Rozdział 25

1.1K 59 13
                                    

25.
"(...) Jestem uwięziony wewnątrz samego siebie, jestem martwy
Nie chcę być samotny
Chcę być Twój (...)"
BTS - Save me

𖥸

POV Jungkook:

Od 2 godzin leżę w łóżku i walczę sam ze sobą by zasnąć. Myślami wracam cały czas do dzisiejszego popołudnia. Nie mogę przestać myśleć o tym, co się wydarzyło. Gdy tylko zamknę oczy widzę Hope... Roztrzęsioną, kruchą dziewczynę, dla której zrobiłbym wszystko. Jestem na siebie wściekły. Dlaczego? Za to, że nie mam kontroli nad swoim ciałem i myślami. Ponownie widzę nas, złączonych w rozkosznym pocałunku... Nigdy w życiu, nie przechodziłem przez coś takiego. Mam wrażenie, że to właśnie przy niej dopiero zaczynam odkrywać samego siebie. Drżącymi palcami dotknąłem swoich ust, które  zaczęły płonąć na samo wspomnienie ust pięknej właścicielki... Czuję przyjemne dreszcze, a moje głupie serce ponownie pragnie wyskoczyć z piersi. Zapach jej perfum i szamponu wciąż unosi się w powietrzu... Czuję na swojej rozpalonej twarzy, dotyk jej zimnych dłoni.

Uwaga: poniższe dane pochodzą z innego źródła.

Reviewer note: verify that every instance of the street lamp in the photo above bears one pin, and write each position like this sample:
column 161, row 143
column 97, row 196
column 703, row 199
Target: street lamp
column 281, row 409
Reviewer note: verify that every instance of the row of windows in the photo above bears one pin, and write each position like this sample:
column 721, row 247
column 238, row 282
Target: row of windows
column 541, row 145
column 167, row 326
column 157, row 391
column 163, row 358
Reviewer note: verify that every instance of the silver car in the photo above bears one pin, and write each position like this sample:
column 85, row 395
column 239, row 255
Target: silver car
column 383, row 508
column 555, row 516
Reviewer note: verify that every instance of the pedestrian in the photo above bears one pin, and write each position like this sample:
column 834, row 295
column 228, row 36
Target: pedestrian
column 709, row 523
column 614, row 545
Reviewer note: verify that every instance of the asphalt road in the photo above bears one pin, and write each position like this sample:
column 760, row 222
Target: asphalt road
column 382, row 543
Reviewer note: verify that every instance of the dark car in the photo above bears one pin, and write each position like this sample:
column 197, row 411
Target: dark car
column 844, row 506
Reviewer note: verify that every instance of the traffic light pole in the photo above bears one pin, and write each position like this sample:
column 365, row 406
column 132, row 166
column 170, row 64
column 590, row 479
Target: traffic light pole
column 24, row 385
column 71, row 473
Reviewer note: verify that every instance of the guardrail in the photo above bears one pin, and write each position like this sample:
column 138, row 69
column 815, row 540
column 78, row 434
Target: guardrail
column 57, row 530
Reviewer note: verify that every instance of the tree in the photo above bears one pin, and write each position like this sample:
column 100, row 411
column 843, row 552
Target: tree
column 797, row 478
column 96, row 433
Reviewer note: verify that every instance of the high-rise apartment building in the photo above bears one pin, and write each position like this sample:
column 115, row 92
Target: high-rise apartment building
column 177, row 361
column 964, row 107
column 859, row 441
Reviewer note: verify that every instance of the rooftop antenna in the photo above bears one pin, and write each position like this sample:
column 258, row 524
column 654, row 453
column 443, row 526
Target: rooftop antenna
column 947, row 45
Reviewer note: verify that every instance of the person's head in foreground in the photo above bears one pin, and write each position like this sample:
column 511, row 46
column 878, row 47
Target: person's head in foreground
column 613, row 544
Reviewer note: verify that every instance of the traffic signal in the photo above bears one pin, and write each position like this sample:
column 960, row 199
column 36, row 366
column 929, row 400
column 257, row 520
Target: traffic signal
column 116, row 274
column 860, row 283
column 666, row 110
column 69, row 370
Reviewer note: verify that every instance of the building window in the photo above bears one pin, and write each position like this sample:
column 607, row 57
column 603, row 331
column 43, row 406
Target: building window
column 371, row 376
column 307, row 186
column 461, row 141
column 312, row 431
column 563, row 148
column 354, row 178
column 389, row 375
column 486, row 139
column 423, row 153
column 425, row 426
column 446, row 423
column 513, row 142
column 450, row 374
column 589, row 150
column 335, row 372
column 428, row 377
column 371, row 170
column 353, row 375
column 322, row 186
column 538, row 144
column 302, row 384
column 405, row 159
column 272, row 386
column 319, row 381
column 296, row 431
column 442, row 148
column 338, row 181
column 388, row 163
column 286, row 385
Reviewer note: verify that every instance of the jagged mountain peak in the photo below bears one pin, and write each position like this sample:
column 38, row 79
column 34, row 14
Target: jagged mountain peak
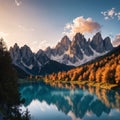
column 107, row 44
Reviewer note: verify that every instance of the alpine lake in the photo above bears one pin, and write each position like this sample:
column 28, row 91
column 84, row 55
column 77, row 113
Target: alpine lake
column 45, row 102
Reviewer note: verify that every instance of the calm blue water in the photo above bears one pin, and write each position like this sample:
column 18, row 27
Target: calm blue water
column 48, row 103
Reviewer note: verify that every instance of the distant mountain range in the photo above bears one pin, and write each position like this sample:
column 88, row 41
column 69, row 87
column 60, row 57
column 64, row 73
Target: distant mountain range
column 66, row 52
column 26, row 62
column 79, row 50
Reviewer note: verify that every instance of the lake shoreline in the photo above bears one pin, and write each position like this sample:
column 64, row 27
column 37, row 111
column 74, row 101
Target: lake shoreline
column 72, row 84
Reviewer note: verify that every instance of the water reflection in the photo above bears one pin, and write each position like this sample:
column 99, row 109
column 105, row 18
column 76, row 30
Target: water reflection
column 48, row 103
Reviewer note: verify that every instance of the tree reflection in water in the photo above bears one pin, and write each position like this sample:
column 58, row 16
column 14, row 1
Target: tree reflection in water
column 78, row 102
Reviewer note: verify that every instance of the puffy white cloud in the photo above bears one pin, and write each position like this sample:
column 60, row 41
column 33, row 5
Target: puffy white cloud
column 25, row 28
column 116, row 41
column 18, row 2
column 111, row 14
column 82, row 25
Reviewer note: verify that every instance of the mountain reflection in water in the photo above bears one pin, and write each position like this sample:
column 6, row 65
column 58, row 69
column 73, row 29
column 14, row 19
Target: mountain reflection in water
column 48, row 103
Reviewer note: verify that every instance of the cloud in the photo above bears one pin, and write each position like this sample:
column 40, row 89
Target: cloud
column 73, row 116
column 116, row 41
column 82, row 25
column 3, row 34
column 25, row 28
column 18, row 2
column 111, row 14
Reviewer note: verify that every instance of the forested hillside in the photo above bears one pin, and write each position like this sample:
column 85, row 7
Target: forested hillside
column 105, row 69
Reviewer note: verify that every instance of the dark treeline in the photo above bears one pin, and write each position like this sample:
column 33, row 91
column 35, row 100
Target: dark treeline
column 9, row 93
column 105, row 69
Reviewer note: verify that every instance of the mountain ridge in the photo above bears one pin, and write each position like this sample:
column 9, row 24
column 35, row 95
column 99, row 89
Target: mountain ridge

Czuję jej miękkie wargi... Słyszę jej ciężki oddech i westchnienia. Jak mam teraz sobie z tym poradzić? Mam wrażenie, że się uzależniłem. Uzależniłem się od niej.... Z każdym kolejnym razem, gdy ją widzę, tracę nad sobą coraz większą kontrolę.

Sięgnąłem po poduszkę leżącą obok. Przycisnąłem ją do swojej twarzy i zacząłem rzucać się po łóżku.
- Oszaleje zaraz! - krzyknąłem sam do siebie. Usiadłem i rzuciłem poduszką z całej siły przez pokój. - Co ja najlepszego zrobiłem... - powiedziałem, kładąc się z powrotem.

Zastanawiałem się na początku czy to było dobre posunięcie...  Pocałowałem ją, gdy była w takim stanie... Ale w tamtym momencie uznałem, że to chyba jedyna i słuszna decyzja. Wiele ryzykowałem, zachowując się w ten sposób, wiedząc przez co wcześniej przeszła. Ale dlaczego miałem wrażenie, że właśnie tego potrzebuje w tym momencie? Kiedy odpowiedziała na mój pocałunek, tylko upewniło mnie to w moim przekonaniu. Czułem, że oboje zatraciliśmy się w tej chwili. To nie był zwykły pocałunek. Uczucia i emocje w nim zawarte były tak silne, że wręcz namacalne. Odniosłem wrażenie, że każde z nas brało ile się dało, gdyż mogło się to nigdy więcej nie powtórzyć...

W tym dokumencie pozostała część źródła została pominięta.